Was für Außenstehende wie belanglose Zufälle aussehen könnte, ergibt für die Christlichen Wissenschaftler ein Gesamtbild. "Bei mir sprengt das die normale Zufallsverteilung", sagt Lutz Leverentz, der Mathematik und Physik an einem Gerlinger Gymnasium unterrichtete. "Ob wir eine Sekte sind, kommt auf die Definition des Wortes an", sagt der 68-Jährige nach dem Gottesdienst, "jedenfalls klammern wir unsere Mitglieder nicht, und bei uns kann jeder mitmachen." Gegen Ärzte hat er nichts: "Ein anständiger Arzt ist mir lieber als ein schlechter Christlicher Wissenschaftler." Seine Frau nickt. Leverentz ist Christlicher Wissenschaftler in der dritten Generation.

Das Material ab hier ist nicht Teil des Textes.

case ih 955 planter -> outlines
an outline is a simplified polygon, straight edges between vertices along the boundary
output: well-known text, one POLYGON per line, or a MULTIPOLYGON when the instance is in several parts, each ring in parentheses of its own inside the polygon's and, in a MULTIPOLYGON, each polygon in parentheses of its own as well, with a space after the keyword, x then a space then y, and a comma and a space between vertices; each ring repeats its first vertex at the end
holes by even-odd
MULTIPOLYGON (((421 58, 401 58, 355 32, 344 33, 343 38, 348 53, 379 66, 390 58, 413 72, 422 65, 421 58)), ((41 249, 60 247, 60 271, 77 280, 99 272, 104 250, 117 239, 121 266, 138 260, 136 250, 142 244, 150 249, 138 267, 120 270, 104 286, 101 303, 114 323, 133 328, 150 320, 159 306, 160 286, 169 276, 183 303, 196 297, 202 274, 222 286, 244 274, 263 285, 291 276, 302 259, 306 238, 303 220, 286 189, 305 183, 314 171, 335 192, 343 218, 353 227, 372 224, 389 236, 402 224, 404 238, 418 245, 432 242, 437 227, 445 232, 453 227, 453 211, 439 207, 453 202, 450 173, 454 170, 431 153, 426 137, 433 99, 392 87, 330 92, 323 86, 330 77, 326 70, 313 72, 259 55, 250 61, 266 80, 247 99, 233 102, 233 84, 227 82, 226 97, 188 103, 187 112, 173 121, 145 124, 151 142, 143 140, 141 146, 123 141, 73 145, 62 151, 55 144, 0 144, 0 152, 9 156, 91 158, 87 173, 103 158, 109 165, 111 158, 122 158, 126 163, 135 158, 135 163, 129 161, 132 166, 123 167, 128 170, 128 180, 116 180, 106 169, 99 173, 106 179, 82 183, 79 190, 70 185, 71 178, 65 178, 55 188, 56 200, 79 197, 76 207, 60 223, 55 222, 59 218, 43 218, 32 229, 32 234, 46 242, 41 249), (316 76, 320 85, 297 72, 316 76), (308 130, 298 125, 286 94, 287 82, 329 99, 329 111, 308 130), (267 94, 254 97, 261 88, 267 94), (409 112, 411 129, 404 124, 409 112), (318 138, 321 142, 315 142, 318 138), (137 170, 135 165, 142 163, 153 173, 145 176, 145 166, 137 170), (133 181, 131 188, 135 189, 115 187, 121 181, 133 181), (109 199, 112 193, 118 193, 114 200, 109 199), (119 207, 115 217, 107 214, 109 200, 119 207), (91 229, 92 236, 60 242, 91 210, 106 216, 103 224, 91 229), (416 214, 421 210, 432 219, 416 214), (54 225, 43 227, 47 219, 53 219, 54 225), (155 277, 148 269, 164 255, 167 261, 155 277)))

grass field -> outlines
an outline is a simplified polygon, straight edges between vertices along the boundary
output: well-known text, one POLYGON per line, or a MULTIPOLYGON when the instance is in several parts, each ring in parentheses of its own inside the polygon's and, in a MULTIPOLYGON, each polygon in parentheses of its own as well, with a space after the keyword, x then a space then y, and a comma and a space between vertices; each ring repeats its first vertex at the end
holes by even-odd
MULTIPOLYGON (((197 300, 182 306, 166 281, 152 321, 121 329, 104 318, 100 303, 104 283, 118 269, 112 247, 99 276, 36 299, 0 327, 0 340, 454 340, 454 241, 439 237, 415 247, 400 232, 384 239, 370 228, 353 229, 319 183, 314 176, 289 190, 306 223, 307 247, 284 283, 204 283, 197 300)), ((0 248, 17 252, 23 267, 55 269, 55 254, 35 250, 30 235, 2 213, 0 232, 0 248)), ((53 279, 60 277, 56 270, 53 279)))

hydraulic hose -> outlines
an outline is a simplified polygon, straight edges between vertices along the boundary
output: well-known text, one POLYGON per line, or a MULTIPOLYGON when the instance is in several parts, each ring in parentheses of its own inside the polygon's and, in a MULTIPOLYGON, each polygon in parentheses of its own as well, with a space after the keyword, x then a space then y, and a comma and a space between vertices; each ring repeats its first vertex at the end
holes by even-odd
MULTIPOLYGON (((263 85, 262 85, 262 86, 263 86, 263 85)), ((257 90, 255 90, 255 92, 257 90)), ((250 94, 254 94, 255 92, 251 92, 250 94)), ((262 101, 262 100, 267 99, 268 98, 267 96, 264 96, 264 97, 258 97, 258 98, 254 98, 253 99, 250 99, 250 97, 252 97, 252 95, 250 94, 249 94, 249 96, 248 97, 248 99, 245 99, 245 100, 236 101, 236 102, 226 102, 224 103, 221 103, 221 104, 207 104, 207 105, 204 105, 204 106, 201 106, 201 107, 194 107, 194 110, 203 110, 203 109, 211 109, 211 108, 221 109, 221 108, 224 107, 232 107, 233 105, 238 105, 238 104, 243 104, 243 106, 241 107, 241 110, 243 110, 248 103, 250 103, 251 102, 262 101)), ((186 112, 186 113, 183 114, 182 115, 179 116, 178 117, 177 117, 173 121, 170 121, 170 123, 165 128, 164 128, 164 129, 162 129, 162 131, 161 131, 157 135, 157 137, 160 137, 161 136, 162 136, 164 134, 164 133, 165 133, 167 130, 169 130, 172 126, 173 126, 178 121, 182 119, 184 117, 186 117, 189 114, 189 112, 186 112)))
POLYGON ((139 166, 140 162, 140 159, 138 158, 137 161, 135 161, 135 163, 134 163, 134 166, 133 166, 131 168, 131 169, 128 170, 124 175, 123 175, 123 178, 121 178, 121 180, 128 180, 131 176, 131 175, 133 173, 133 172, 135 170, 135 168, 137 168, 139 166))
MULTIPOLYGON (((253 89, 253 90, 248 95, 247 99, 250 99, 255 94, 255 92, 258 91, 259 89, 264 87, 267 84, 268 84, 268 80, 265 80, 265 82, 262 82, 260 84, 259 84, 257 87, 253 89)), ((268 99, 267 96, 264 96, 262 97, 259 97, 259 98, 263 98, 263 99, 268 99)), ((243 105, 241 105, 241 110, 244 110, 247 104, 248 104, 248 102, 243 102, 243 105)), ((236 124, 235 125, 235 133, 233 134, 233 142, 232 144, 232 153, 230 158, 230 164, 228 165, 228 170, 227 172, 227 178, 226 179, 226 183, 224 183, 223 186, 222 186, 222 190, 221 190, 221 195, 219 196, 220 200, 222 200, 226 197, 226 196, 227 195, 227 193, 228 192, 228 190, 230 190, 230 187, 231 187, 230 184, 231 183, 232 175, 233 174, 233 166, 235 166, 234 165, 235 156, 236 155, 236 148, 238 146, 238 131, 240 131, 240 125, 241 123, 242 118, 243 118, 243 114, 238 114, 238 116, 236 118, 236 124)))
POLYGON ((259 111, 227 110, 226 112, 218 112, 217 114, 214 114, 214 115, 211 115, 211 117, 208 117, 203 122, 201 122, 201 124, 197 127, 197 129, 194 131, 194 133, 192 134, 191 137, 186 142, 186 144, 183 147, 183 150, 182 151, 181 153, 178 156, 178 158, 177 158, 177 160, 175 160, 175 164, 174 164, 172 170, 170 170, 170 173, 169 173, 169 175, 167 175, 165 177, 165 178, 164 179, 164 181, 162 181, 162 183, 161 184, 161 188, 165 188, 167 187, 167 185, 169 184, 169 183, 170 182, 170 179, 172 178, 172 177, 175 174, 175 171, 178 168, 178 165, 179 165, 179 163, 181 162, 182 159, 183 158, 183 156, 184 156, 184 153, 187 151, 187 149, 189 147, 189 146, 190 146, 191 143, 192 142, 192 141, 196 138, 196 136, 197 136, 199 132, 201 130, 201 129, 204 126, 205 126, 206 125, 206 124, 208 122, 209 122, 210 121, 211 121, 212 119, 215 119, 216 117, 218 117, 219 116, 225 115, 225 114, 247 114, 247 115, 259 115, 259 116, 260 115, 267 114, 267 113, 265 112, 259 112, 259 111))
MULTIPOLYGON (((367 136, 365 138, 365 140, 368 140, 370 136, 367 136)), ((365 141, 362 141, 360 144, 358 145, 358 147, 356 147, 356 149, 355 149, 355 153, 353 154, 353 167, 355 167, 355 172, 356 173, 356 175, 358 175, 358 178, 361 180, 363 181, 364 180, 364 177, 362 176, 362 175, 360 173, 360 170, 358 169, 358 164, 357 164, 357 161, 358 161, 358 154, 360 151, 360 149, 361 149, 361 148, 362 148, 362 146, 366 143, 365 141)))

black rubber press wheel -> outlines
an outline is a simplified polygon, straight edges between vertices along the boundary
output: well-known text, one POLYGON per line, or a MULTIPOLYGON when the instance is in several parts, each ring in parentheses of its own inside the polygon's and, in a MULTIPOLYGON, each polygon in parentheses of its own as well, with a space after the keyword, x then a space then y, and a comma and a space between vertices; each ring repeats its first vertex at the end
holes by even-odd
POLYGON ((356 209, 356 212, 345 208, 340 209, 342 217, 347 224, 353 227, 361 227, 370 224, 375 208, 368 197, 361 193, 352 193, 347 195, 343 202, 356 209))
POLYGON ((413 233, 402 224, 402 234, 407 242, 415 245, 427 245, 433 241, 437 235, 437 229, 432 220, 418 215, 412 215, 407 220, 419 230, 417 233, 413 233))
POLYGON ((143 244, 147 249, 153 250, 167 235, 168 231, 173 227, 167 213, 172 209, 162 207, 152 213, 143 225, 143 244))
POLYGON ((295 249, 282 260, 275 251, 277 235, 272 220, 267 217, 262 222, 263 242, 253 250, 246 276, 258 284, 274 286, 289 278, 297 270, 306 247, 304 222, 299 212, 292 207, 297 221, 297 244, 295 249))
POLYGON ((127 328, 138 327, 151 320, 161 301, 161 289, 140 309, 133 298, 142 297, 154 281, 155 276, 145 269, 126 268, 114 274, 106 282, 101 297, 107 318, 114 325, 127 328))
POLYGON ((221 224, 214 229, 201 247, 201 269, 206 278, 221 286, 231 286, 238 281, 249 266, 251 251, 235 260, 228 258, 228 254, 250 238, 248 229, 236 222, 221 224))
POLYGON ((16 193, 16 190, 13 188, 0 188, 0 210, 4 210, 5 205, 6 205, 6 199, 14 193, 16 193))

Für die evangelische Kirche zählt die Glaubensgemeinschaft zu den "minder konfliktträchtigen Organisationen" und wird als "nicht gefährlich" eingestuft. "Das sind oft gebildete Menschen, mit denen man gut reden kann", sagt Michael Utsch von der Evangelischen Zentralstelle für Weltanschauungsfragen. Nur der "grenzenlose Heilungsoptimismus" bereitet ihm Sorge. Eine Zusammenarbeit sei aus theologischer Sicht ganz ausgeschlossen. Schon, weil die Christlichen Wissenschaftler die Dreifaltigkeitslehre ablehnten.

Er verschwende seine Zeit nicht damit, sich eine falsch konstruierte Welt vorzustellen, sagt Lutz Leverentz. Gott habe ihm ein klares Regelwerk gegeben, er halte sich daran. Fertig. Aus der Krankenversicherung ausgetreten ist er nicht. "Das ist ein Luxus, den ich mir gönne", sagt er und zieht seine braune Übergangsjacke an, "ich vertraue Gott, aber ich kann ihm nichts vorschreiben." Auf Medikamente zu verzichten, sei kein Gebot der Christlichen Wissenschaftler - aber eine logische Folge ihres Glaubens. Abgefallen davon ist Lutz Leverentz nur einmal. Es passierte vor ein paar Jahren, als er "Nierensteine auf natürlichem Wege gebar". In seiner Not schluckte er eine Schmerztablette. Danach tat es zwar nicht mehr so weh, aber noch Tage nach der Einnahme habe er den vernebelnden Einfluss der Tablette auf seinen Geist gespürt, sagt er. Damals war er einfach nicht stark genug. Es soll nicht wieder vorkommen.